Save This bowl was a hit with my sister, who loves anything with roasted veggies. We enjoyed it together outside on a sunny afternoon, making the meal feel extra special.
Required Tools
Baking sheet, saucepan with lid, large skillet, mixing bowls, whisk
Allergen Information
Contains sesame from tahini. Gluten-free, dairy-free, nut-free unless swapping with walnuts. Always check packaged ingredient labels for allergens.
Nutritional Information (per serving)
Calories: 410. Total Fat: 22 g. Carbohydrates: 46 g. Protein: 10 g
Save Enjoy this vibrant bowl with friends, and don't forget an extra drizzle of tahini dressing for even more flavor.

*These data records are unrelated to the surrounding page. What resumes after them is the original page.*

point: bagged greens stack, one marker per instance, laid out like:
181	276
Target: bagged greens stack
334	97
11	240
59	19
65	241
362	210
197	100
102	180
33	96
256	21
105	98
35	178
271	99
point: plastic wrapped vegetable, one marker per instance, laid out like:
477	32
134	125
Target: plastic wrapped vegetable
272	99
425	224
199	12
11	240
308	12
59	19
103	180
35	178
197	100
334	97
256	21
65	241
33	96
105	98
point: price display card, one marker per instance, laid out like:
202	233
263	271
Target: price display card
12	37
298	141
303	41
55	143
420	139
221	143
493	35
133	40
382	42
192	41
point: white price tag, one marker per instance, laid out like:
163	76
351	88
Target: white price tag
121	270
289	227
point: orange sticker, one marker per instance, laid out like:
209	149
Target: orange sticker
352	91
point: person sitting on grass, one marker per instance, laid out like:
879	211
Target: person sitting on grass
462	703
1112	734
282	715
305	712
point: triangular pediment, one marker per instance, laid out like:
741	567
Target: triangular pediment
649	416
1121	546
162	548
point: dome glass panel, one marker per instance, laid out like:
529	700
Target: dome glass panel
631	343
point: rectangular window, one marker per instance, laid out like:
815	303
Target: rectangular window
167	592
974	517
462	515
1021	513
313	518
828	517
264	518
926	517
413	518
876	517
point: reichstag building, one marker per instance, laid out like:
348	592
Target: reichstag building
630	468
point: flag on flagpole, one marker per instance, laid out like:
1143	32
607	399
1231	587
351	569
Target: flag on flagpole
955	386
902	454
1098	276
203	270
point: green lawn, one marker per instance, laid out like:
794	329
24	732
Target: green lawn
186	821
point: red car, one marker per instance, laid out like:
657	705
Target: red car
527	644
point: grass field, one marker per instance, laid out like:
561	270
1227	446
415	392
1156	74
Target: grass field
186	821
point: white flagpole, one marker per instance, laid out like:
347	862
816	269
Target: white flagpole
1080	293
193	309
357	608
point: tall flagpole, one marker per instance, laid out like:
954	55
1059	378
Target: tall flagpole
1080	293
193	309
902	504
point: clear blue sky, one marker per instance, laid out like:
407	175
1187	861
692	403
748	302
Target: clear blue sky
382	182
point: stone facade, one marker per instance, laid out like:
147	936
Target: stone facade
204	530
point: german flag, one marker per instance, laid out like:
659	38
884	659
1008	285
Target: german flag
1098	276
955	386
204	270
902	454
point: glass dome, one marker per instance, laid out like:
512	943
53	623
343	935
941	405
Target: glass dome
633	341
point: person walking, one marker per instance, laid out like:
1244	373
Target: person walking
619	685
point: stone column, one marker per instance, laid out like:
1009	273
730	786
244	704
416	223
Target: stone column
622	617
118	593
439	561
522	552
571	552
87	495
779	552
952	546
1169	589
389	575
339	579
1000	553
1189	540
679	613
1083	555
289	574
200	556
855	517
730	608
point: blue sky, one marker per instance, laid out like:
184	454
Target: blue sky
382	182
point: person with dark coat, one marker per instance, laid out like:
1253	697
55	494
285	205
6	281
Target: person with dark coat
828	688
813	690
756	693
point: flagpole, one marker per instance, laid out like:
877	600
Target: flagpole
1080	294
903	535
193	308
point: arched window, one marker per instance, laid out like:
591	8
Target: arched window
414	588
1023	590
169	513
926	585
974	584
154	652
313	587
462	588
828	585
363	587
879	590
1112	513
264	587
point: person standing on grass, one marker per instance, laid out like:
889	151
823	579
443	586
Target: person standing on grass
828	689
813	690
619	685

Cooking Questions & Answers
- → How do I roast the beets perfectly?
Preheat the oven to 400°F (200°C). Toss beet wedges with olive oil, salt, and pepper. Roast on a parchment-lined sheet for 25–30 minutes, turning halfway until tender and caramelized.
- → What’s the best way to cook quinoa for this bowl?
Bring 2 cups of water to a boil, add rinsed quinoa, reduce heat, cover, and simmer for 15 minutes until water is absorbed. Fluff with a fork before serving.
- → How can I make the tahini dressing smooth?
Whisk tahini with lemon juice, maple syrup or honey, garlic, and salt. Gradually add warm water until the dressing reaches a smooth, pourable consistency.
- → Can I substitute the kale with another green?
Yes, spinach or Swiss chard work well as alternatives. Lightly sauté or use raw depending on preference.
- → Are there options to add extra protein?
For extra protein, top with chickpeas, grilled chicken, or feta cheese if not avoiding dairy.